Duda had pledged to lower the retirement age from 67 to 65, a campaign promise he kept. It is also on his watch that the PiS began giving parents a monthly stipend of 500 zloty (110 euro, $130) for every child.

In terms of foreign policy, Duda has worked on strengthening ties with NATO. Since he became head of state, the Western defence alliance and the United States have deployed their troops in the region in response to Russia's activity in neighbouring Ukraine.

Just four days before the election, Duda visited US President Donald Trump, who was lavish with his praise of his Polish "friend' -- the first foreign leader invited to the White House since the COVID-19 pandemic.

Without going so far as to call himself a eurosceptic, Duda has in the past described the European Union as an "imaginary community from which we don't gain much."

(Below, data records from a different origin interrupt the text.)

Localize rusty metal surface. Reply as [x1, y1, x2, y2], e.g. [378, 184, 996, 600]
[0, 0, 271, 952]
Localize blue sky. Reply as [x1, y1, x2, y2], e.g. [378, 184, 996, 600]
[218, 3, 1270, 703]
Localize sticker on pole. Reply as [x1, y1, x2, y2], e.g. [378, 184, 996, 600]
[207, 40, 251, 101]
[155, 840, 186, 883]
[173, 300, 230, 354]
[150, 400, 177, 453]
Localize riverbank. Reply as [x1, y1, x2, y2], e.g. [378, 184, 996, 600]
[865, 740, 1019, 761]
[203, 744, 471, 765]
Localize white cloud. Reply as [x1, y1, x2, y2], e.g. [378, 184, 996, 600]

Duda's critics fault him for his role in bringing to heel the Constitutional Court and other judicial institutions.

In 2017, the EU launched unprecedented proceedings against Poland over "systemic threats" posed by the reforms to the rule of law that could see its EU voting rights suspended.

An avid skier, Duda is married to German language teacher Agata. They have an adult daughter.